Poster Presentation ESA-SRB Conference 2015

Utility of FDG-PET CT scanning in succinate dehydrogenase B mutation related lesions (#234)

Elena R Kornaczewski 1 , John R Burgess 1 , Owen P Pointon 2
  1. Department of Endocrinology, Royal Hobart Hospital, Hobart
  2. Department of Nuclear Medicine, Royal Hobart Hospital, Hobart

Context: Mutations of the gene encoding Succinate Dehyrdrogenase B (SDHB) are associated with a highly penetrant phenotype that includes paragangliomas, phaeochromocytomas and renal cell carcinoma.1 Patients with mutations of SDHB require lifelong surveillance, however there is currently no consensus regarding optimal screening regimens.2,3 Due to abnormal glycolytic processing and delay in 18F-fluorodeoxyglucose (18F-FDG) clearance, 18F-fluorodeoxyglucose positron emission tomography with computed tomography (18F-FDG-PET/CT) imaging has theoretical advantages for imaging benign and malignant SDHB mutation-related neoplasms.4

Objective: Determine sensitivity and specificity of 18F-FDG-PET/CT compared to other modalities for SDHB mutation related lesions.

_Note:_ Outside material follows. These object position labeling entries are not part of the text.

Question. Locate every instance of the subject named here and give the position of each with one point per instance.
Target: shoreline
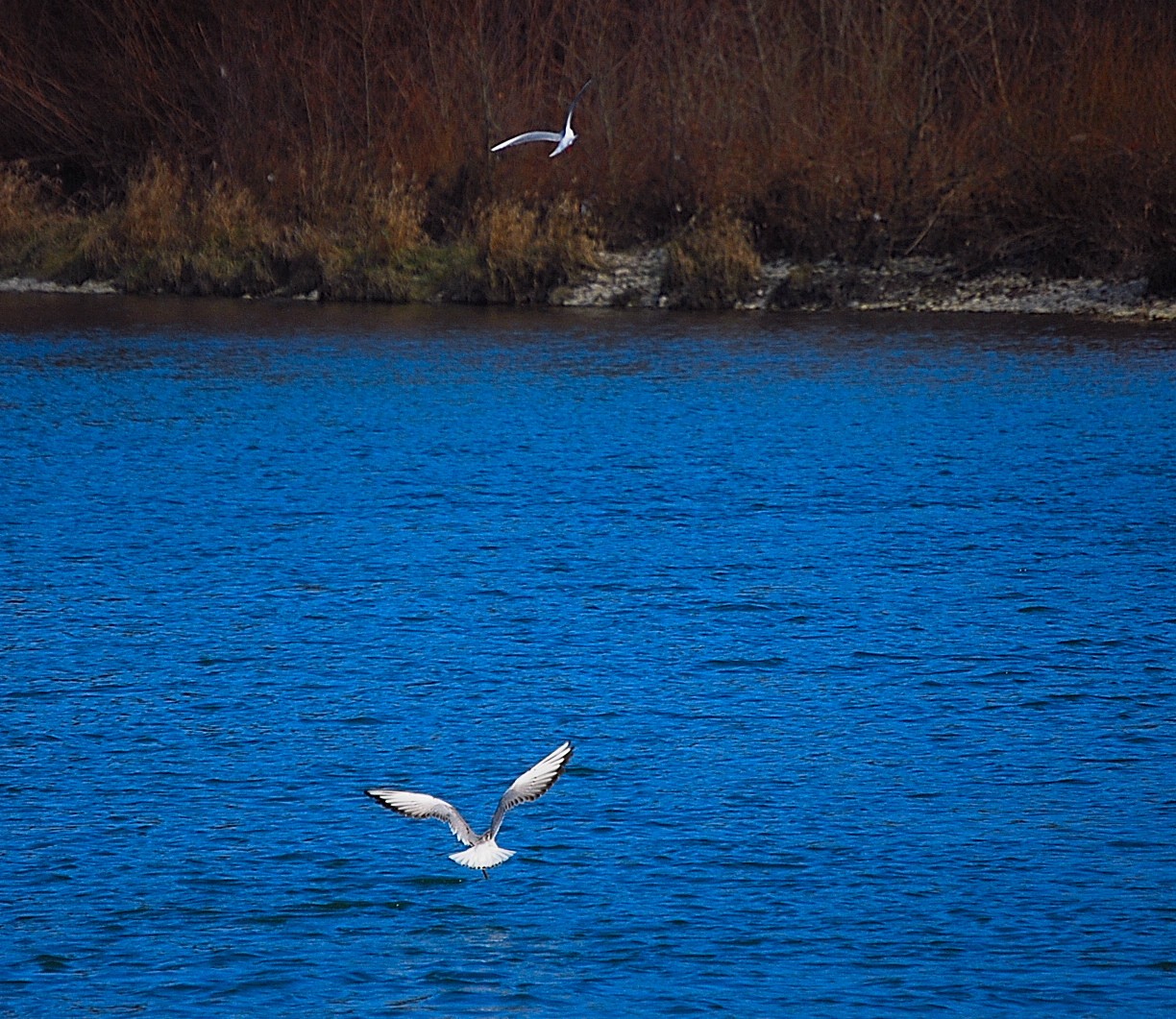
(636, 279)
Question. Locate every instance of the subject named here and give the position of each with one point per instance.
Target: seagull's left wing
(530, 135)
(531, 784)
(419, 804)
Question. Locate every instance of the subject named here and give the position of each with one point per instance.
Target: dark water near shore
(864, 629)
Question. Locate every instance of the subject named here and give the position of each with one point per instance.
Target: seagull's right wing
(418, 804)
(531, 784)
(530, 135)
(572, 109)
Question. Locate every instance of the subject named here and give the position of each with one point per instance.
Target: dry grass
(712, 262)
(992, 130)
(524, 252)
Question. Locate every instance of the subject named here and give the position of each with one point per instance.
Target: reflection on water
(861, 625)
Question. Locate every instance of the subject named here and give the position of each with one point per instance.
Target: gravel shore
(636, 279)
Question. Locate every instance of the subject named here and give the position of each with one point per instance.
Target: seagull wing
(530, 135)
(418, 804)
(531, 784)
(572, 109)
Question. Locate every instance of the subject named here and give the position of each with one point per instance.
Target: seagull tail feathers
(482, 856)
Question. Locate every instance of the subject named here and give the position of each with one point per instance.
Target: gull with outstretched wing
(563, 140)
(483, 851)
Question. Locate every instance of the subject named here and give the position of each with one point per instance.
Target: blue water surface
(862, 628)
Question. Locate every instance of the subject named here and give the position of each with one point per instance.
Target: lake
(862, 628)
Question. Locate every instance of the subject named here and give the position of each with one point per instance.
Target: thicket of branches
(1034, 131)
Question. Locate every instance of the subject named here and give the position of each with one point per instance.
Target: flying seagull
(483, 851)
(565, 140)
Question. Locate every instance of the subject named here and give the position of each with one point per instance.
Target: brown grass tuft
(712, 262)
(526, 252)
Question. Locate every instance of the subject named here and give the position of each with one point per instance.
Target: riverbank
(638, 279)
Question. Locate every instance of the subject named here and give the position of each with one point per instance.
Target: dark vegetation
(342, 145)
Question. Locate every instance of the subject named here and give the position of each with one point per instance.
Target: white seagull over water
(565, 140)
(483, 851)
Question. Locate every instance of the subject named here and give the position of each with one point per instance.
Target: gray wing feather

Design: A retrospective audit reviewed adult patients with confirmed SDHB mutation who underwent 18F-FDG-PET/CT at our institution between 1/7/2011 and 30/5/2015. Lesions numbers and locations detected by 18F-FDG-PET/CT were compared to those on CT and any other imaging modalities or histology available.

Results: 26 18F-FDG-PET/CTs were completed on 20 patients during an average follow up was 53 months (range 2-156). 18F-FDG-PET/CT compared to CT showed no additional lesions in 3 of 4 positive studies (75%) with a false positive uptake in the surgical bed of a carotid body tumour in 1 study, and 0 missed lesions in 4 of 4 positive 18F-FDG-PET/CTs. PET more accurately detected bony disease for metastatic paraganglioma than MIBG, but was similar to GaTate, MRI and CT. 22 18F-FDG-PET/CTs (85%) showed no abnormality; of 21 scans with other imaging for comparison, there were 0 missed lesions. 8 of 22 (36%) negative 18F-FDG-PET/CTs correlated with contemporary (within 6 months before) or later CT results, and 4/22 (18%) with other imaging. 9 of 22 (41%) negative 18F-FDG-PET/CTs correlated with other imaging done >6 months prior.

Conclusions: In patients with SDHB mutation, 18F-FDG-PET/CT was at least as sensitive and specific as other imaging modalities, both for metastatic and non-metastatic disease, and may detect bony metastatic disease better than MIBG.

  1. Neumann HP, Pawlu C, Peczkowska M, et al. Distinct clinical features of paraganglioma syndromes associated with SDHB and SDHD gene mutations. JAMA 2004; 292:943.
  2. Lenders JWM, Duh Q-Y, Esenhofer G, et al. Pheochromocytoma and Paraganglioma: An Endocrine Society Clinical Practice Guideline. J Clin Endocrinol Metab, June 2014, 99(6):1915–1942.
  3. Fonte JS, Robles JF, Chen CC, et al. False-negative 123I-MIBG SPECT is most commonly found in SDHB-related pheochromocytoma or paraganglioma with high frequency to develop metastatic disease. Endocr Relat Cancer. 2012;19:83–93.
  4. Timmers HJ, Chen CC, Carrasquillo JA, et al. Staging and functional characterization of pheochromocytoma and paraganglioma by 18F-fluorodeoxyglucose (18F-FDG) positron emission tomography. J Natl Cancer Inst. 2012;104:700–708.